ぼーっと待っていると、キッチンへ行っていた由羅さんが、グラスと、他にも色々と持って、部屋に入ってくる。
「遅くなってごめんね、セルくん。…はい、お水」
「あ、ありがとうございます…」
俺がグラスを受け取り水を飲んでいる間、由羅さんはテキパキと、何やら用意している。
「…あ、そう言えばセルくん、薬は飲んだのよね?」
「はい…」
なんで由羅さんが知ってるんだ…?と思ったが、そう言えば薬の箱は、テーブルの上に置きっぱなしだった。
由羅さんが体温計を手に取りながら、俺に訊いてくる。
「セルくん、熱は測った? 一応、体温計持ってきたんだけど…」
「熱…」
そう言えば、測ってなかった。何度くらいだろう。
…あ、時計がいつもより冷たく感じたって事は…。
「…測ってはないですけど…ケホッ…多分、少しはあるかと…」
「そんな感じする?」
「これがいつもより冷たかったので…」
俺は手元に置いたままだった時計を見せる。
「そっか…。…じゃあ、はい」
由羅さんに体温計を差し出される。
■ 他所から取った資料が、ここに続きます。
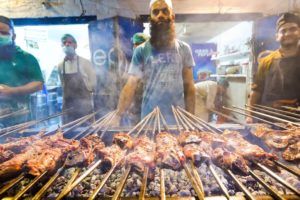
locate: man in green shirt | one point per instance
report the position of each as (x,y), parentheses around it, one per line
(20,74)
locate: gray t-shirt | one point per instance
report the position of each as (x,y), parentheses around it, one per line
(162,76)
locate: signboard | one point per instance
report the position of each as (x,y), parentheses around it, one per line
(202,53)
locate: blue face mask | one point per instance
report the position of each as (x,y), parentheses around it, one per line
(5,40)
(69,51)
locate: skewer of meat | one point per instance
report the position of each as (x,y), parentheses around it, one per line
(169,153)
(41,154)
(206,147)
(123,140)
(143,154)
(278,139)
(110,156)
(84,155)
(236,143)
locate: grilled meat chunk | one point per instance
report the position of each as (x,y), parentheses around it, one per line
(46,160)
(292,153)
(110,156)
(143,154)
(168,152)
(229,160)
(15,165)
(197,152)
(17,145)
(6,155)
(188,137)
(123,140)
(278,139)
(237,144)
(82,156)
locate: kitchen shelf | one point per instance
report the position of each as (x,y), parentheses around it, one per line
(232,55)
(229,75)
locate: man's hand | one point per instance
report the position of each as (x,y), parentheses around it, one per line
(7,91)
(249,120)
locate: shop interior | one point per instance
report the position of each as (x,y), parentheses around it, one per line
(103,155)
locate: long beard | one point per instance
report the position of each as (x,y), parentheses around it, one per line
(7,52)
(162,34)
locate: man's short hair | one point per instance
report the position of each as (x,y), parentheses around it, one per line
(7,21)
(168,2)
(287,18)
(139,38)
(223,82)
(67,35)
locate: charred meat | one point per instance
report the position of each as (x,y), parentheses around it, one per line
(168,152)
(143,154)
(237,144)
(229,160)
(123,140)
(188,137)
(292,153)
(110,156)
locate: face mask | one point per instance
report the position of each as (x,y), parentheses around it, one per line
(68,50)
(5,40)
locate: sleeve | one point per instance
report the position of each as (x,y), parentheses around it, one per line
(54,78)
(188,60)
(136,64)
(91,75)
(34,72)
(259,78)
(211,95)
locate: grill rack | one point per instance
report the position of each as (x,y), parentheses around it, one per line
(163,196)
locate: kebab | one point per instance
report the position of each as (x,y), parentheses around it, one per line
(85,154)
(43,154)
(206,147)
(169,153)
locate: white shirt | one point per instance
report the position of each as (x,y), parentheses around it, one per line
(206,92)
(86,69)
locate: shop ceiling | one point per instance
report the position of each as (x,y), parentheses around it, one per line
(267,7)
(201,20)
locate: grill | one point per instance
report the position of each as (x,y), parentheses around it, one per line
(206,181)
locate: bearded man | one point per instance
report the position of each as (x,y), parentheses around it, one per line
(165,66)
(20,75)
(276,82)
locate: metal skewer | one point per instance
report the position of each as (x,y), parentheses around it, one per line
(96,164)
(291,108)
(278,110)
(23,126)
(229,172)
(279,179)
(22,192)
(15,113)
(11,183)
(274,113)
(121,184)
(197,183)
(289,169)
(209,165)
(254,117)
(265,185)
(266,115)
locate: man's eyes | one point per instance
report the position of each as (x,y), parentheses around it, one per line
(164,11)
(4,33)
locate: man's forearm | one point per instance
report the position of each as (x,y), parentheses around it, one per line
(254,98)
(26,89)
(126,96)
(189,98)
(189,89)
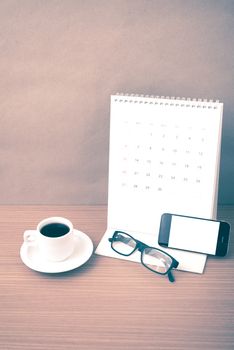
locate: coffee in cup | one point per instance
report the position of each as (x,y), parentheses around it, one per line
(54,237)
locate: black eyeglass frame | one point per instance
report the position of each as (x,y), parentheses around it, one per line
(141,247)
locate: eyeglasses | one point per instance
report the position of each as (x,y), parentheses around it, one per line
(154,259)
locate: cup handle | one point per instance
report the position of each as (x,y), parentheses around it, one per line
(30,237)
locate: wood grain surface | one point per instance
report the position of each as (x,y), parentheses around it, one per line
(109,303)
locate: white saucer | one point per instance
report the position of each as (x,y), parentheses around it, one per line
(83,250)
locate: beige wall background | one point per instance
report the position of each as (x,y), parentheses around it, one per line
(61,60)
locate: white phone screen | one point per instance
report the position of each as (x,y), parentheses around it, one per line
(194,234)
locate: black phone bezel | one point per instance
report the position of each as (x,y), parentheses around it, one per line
(223,234)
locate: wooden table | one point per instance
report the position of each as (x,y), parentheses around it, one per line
(109,303)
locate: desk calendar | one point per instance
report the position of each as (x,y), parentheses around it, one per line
(164,157)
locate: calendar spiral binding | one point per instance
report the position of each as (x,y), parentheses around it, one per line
(166,100)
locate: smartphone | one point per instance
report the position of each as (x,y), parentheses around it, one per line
(194,234)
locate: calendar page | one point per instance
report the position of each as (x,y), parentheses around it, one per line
(164,157)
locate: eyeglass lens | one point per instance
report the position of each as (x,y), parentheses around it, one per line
(123,243)
(152,258)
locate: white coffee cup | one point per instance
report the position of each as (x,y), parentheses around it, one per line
(54,237)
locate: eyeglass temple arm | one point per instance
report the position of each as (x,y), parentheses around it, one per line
(171,277)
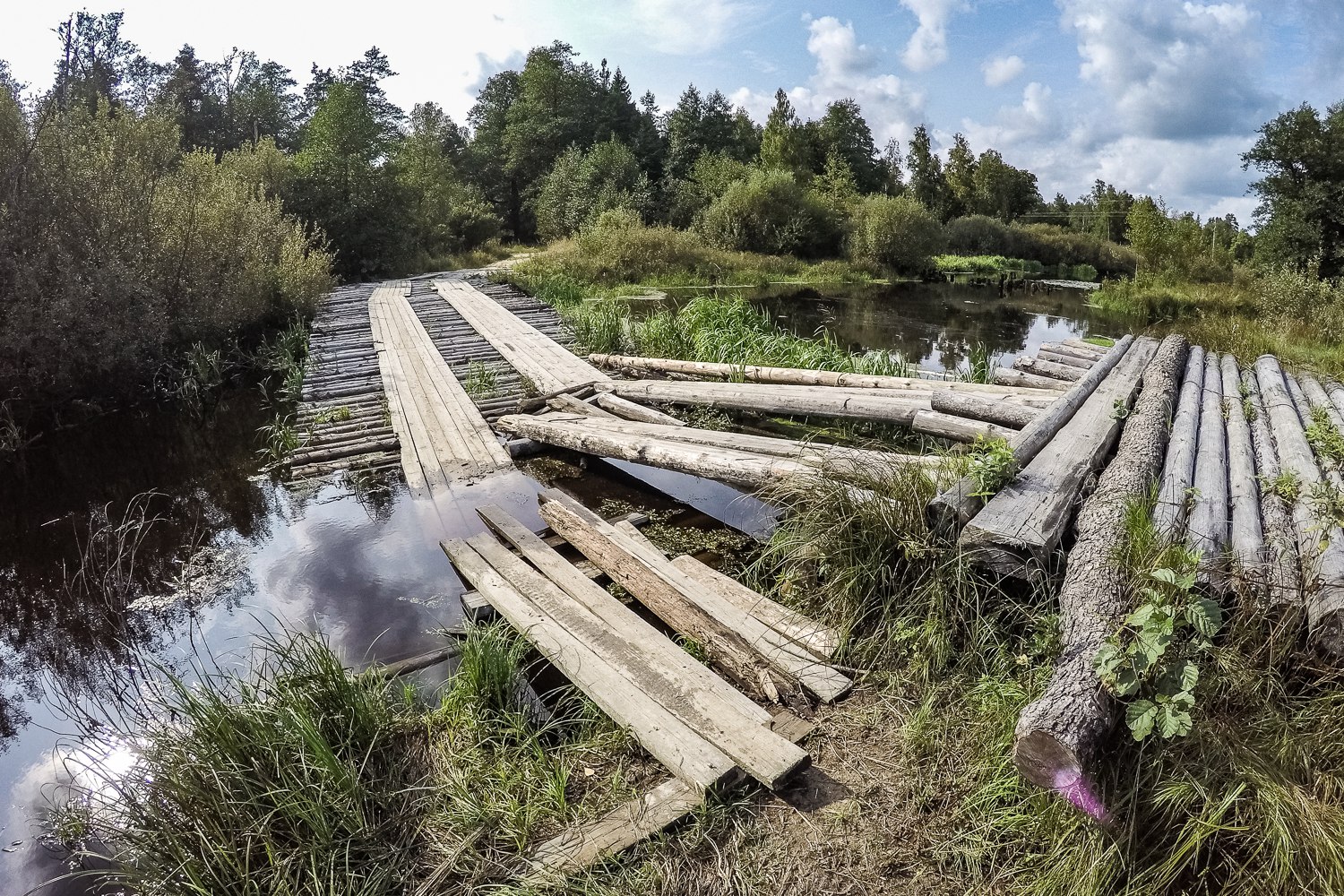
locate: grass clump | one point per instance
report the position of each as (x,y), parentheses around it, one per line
(296,777)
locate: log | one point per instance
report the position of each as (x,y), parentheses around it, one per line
(1246,535)
(1320,552)
(981,409)
(720,627)
(1207,528)
(1179,471)
(1279,571)
(1021,528)
(953,508)
(957,429)
(788,375)
(683,751)
(1064,358)
(1021,379)
(1030,365)
(1059,734)
(634,411)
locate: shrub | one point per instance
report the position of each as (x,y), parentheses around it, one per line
(895,231)
(771,212)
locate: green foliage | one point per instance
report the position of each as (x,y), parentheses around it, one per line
(897,233)
(769,212)
(585,185)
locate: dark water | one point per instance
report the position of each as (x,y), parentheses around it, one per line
(355,560)
(935,325)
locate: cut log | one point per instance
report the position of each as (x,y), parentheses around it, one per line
(1246,535)
(1030,365)
(1021,528)
(1207,528)
(789,375)
(685,753)
(814,637)
(953,508)
(633,411)
(1021,379)
(1320,548)
(980,409)
(959,429)
(663,587)
(1179,471)
(1059,734)
(1282,590)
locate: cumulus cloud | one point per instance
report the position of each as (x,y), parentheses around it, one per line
(1172,70)
(1000,70)
(669,26)
(846,69)
(927,46)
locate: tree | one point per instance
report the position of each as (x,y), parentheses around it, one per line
(1301,210)
(925,171)
(784,142)
(843,131)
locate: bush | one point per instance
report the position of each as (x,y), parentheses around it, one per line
(117,253)
(771,212)
(895,231)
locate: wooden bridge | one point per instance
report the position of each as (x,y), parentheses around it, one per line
(448,378)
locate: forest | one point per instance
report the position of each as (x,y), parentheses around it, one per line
(151,211)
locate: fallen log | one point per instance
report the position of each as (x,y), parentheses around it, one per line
(953,508)
(1021,528)
(1021,379)
(983,409)
(1179,470)
(1279,567)
(1320,547)
(1030,365)
(1059,734)
(1207,528)
(957,429)
(1246,533)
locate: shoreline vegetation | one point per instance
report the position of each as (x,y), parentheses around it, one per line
(153,220)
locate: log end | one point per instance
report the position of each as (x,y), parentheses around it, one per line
(1046,762)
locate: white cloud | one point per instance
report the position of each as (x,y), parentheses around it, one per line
(672,27)
(1000,70)
(1172,70)
(927,46)
(846,69)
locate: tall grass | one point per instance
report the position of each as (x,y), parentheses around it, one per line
(296,777)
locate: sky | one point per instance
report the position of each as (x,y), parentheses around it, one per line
(1158,97)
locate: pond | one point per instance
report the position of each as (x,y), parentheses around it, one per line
(357,560)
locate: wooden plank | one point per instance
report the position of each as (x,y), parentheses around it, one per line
(683,751)
(631,823)
(644,571)
(811,634)
(1019,530)
(668,664)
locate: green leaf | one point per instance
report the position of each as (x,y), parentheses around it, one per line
(1174,721)
(1140,716)
(1206,616)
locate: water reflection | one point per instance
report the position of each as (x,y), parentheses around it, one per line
(937,325)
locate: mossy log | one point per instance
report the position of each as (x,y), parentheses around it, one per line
(1061,732)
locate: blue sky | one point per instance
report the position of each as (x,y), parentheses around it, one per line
(1153,96)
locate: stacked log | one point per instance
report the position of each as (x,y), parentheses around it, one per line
(1058,735)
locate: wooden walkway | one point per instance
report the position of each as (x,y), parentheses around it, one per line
(444,438)
(537,357)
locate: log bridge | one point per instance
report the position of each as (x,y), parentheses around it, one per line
(448,378)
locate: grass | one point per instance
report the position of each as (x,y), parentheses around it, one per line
(296,777)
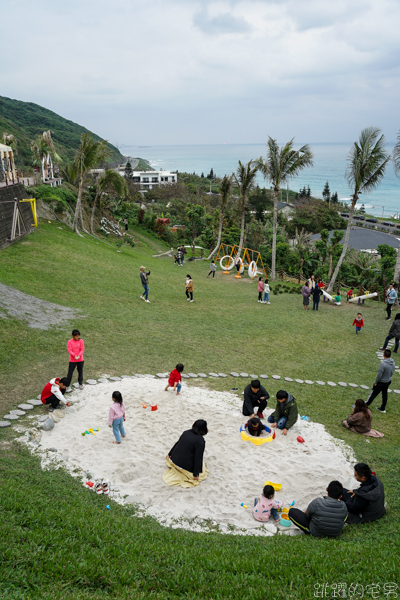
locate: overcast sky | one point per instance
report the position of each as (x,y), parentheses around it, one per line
(199,72)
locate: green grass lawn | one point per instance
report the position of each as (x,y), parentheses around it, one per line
(59,541)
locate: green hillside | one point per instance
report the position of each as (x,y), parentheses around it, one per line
(26,120)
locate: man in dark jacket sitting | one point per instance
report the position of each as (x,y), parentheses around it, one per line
(255,396)
(286,412)
(367,503)
(323,517)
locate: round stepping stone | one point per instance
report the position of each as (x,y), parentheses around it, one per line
(35,402)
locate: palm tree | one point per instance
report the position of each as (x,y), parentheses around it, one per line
(109,179)
(281,165)
(89,154)
(245,180)
(366,164)
(225,192)
(396,165)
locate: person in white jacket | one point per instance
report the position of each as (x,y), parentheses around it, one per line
(266,292)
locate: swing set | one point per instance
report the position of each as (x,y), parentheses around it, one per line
(236,256)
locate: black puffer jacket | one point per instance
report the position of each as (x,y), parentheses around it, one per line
(327,517)
(369,502)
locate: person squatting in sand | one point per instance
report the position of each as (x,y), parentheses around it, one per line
(53,393)
(265,506)
(116,417)
(286,412)
(175,379)
(76,348)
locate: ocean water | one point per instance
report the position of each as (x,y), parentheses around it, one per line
(329,165)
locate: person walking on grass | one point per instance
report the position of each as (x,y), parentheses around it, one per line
(189,288)
(144,278)
(316,294)
(394,332)
(260,289)
(305,290)
(391,297)
(266,292)
(213,268)
(383,380)
(116,417)
(76,348)
(359,322)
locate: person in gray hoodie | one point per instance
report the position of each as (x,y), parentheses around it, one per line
(367,503)
(394,332)
(323,517)
(383,380)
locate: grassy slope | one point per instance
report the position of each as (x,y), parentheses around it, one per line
(70,546)
(27,120)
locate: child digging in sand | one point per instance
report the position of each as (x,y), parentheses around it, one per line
(175,379)
(265,505)
(116,417)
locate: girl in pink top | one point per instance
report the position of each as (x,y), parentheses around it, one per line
(260,289)
(116,417)
(265,505)
(76,348)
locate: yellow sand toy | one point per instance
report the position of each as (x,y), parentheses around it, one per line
(257,441)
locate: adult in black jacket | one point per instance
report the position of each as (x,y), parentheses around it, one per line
(255,396)
(185,459)
(367,503)
(323,517)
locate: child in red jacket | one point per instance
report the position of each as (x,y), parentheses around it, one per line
(358,322)
(175,379)
(76,348)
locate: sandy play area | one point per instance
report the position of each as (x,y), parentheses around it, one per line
(238,469)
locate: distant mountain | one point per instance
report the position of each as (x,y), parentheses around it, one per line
(26,120)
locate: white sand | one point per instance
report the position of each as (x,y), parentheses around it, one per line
(238,469)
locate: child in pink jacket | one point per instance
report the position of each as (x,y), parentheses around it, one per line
(76,348)
(265,505)
(260,289)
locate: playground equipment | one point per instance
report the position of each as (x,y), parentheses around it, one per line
(230,256)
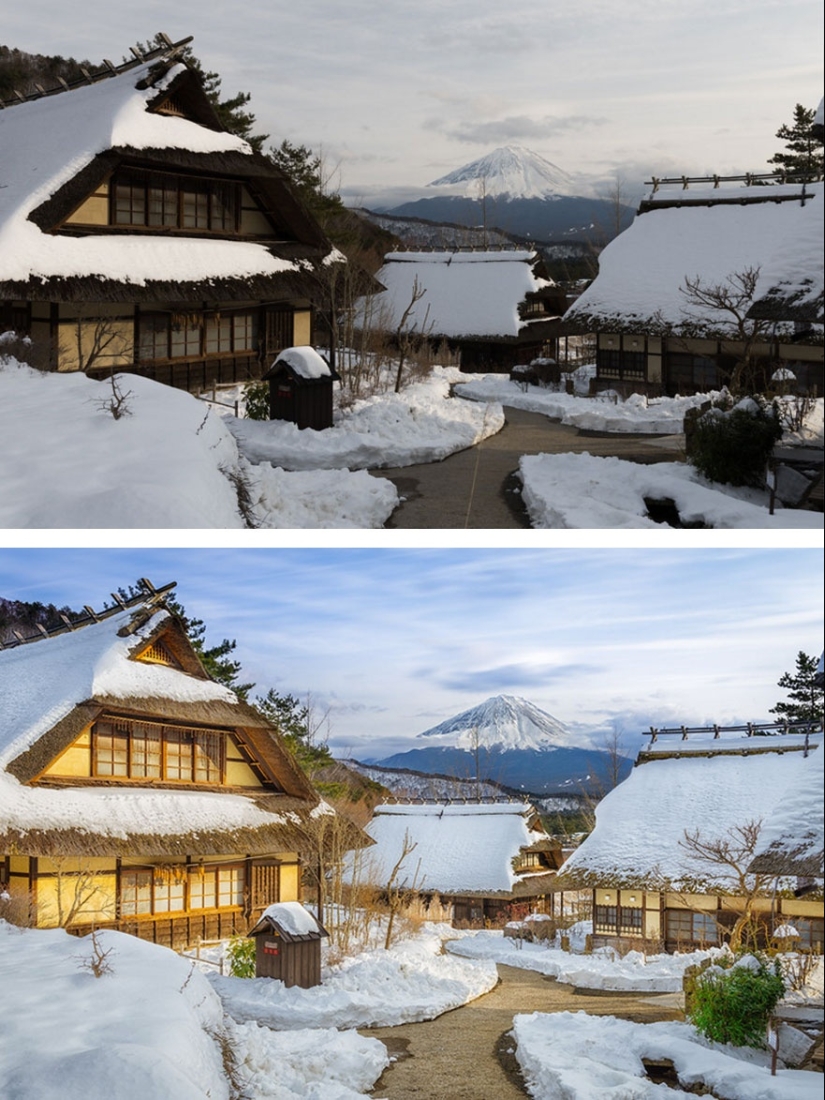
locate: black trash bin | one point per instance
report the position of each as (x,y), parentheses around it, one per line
(288,945)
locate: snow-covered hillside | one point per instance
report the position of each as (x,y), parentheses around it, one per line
(505,722)
(512,172)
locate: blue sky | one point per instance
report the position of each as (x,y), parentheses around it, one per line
(399,94)
(389,642)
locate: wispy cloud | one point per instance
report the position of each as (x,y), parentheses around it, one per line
(393,641)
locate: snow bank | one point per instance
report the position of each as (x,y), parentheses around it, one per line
(634,972)
(421,424)
(150,1027)
(658,416)
(168,462)
(409,982)
(575,1056)
(310,1064)
(583,491)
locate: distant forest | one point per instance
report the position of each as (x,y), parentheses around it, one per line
(21,72)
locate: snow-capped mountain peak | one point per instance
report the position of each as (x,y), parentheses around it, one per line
(503,722)
(510,172)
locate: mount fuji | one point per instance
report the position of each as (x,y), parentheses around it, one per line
(514,743)
(518,191)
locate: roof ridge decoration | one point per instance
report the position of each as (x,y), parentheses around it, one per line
(147,601)
(166,52)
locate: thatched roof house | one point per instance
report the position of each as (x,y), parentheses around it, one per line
(136,792)
(655,337)
(496,308)
(651,881)
(136,233)
(468,862)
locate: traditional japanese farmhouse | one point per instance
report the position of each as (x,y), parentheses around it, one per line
(496,309)
(669,860)
(135,233)
(139,794)
(757,249)
(466,862)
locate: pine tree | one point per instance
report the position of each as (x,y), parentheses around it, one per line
(305,172)
(295,724)
(803,154)
(805,701)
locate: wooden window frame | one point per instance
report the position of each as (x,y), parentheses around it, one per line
(241,327)
(157,887)
(204,752)
(201,204)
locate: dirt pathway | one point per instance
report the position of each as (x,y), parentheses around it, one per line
(477,488)
(468,1054)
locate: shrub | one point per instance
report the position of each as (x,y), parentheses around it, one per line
(734,447)
(241,955)
(733,1001)
(256,396)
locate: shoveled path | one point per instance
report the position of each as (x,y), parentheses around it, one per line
(468,1054)
(477,487)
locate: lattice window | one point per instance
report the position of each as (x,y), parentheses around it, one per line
(158,653)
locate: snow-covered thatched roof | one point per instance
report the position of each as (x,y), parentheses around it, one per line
(459,848)
(463,294)
(711,234)
(54,688)
(714,789)
(792,840)
(58,149)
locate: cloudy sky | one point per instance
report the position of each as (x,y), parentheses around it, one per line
(396,94)
(394,641)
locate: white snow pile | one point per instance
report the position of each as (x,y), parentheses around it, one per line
(421,424)
(575,1056)
(585,491)
(661,416)
(409,982)
(167,462)
(602,970)
(150,1025)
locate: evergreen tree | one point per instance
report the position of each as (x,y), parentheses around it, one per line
(803,154)
(294,722)
(230,111)
(305,171)
(805,701)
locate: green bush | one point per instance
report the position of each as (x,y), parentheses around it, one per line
(256,396)
(241,955)
(733,1001)
(734,447)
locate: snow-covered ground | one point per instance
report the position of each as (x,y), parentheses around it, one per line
(575,1056)
(173,461)
(411,981)
(602,970)
(154,1025)
(421,424)
(151,1027)
(657,416)
(586,491)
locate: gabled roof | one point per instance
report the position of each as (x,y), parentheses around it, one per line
(715,787)
(466,294)
(459,848)
(712,233)
(57,149)
(54,686)
(792,840)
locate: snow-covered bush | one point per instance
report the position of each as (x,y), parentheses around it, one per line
(256,399)
(241,955)
(733,1000)
(733,446)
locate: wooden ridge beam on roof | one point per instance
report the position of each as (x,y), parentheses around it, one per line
(166,52)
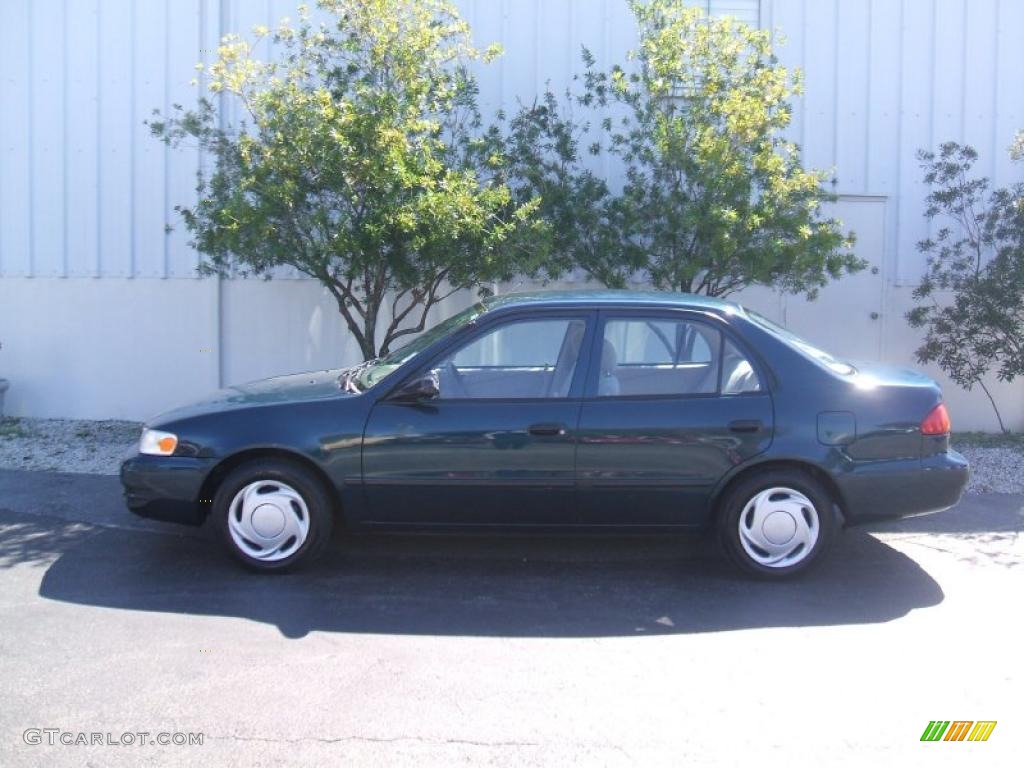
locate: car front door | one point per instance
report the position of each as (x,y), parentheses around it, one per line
(497,446)
(672,403)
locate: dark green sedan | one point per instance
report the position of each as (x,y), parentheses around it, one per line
(587,411)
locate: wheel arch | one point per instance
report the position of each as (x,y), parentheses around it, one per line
(815,471)
(216,475)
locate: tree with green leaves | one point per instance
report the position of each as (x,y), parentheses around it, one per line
(971,300)
(358,163)
(715,198)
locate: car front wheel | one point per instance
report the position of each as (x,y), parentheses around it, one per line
(273,514)
(776,523)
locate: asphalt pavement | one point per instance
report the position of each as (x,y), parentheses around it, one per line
(499,650)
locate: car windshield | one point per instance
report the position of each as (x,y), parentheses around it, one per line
(818,355)
(366,375)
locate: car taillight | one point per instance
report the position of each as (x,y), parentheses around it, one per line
(937,422)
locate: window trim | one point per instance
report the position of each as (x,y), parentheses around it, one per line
(588,315)
(690,315)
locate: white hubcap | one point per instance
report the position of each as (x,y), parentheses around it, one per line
(778,527)
(268,520)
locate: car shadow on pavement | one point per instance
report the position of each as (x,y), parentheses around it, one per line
(477,586)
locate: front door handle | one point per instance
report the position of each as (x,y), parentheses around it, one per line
(548,430)
(745,425)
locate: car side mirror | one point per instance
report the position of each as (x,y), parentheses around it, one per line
(425,387)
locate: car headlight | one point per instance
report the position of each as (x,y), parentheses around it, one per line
(156,442)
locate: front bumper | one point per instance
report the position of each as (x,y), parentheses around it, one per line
(166,487)
(901,488)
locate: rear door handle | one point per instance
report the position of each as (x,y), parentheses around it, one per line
(551,430)
(745,425)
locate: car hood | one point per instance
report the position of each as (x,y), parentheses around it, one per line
(316,385)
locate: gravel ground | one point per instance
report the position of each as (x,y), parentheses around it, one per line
(67,444)
(98,446)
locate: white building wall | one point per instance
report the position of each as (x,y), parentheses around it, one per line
(101,313)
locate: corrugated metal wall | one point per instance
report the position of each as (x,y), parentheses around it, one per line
(86,192)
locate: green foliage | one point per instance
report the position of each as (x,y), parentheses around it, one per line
(979,262)
(714,198)
(358,163)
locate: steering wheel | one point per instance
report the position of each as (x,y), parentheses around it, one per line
(450,375)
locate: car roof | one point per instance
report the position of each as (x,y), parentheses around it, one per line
(609,298)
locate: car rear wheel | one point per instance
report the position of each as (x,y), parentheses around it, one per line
(273,515)
(776,523)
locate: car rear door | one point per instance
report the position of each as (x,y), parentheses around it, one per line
(673,401)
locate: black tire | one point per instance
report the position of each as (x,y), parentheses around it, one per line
(317,502)
(740,498)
俺はサイドテーブルにグラスを置いて、それを受け取り、ボタンを押して脇に挟んだ。
「スポーツドリンクと薬、ここに置いとくね」
由羅さんがベッド脇のサイドテーブルに、ペットボトルと薬の箱を置きながら言う。
「あ、はい」
…それから暫くじっと待つと、小さな電子音が聞こえてくる。
「ケホッ…」
脇から抜いて、デジタル表示の数字を見る。
「………」
「セルくん?」
体温計の表示とにらめっこしていると、由羅さんに覗き込まれて見られてしまう。
「あ…」
「…熱、やっぱりあるね…」
体温計の数字は、37.8だった。
「はあ…」
俺は布団に潜ったままため息をつく。
薬は飲んだ筈なのに、体温は上がっていた。
「薬…効かなかったのか…」
呟いて、空気が喉を通ったからか、ケッホケホケホ…と、咳き込む。
「寒…」
ゾクゾク…と、背中に悪寒が走る。
…この感じだと、もう少し熱が上がるかもしれない。
「はあ…」
俺はもう一度ため息をつき、寝返りを打って、目を瞑った。
それから俺は、二日寝込んだ。次の日は熱も前日より高くなり、喉の痛みも初日よりきつくなった。咳き込む回数も増え、殆ど一日中、ぐったりしていた。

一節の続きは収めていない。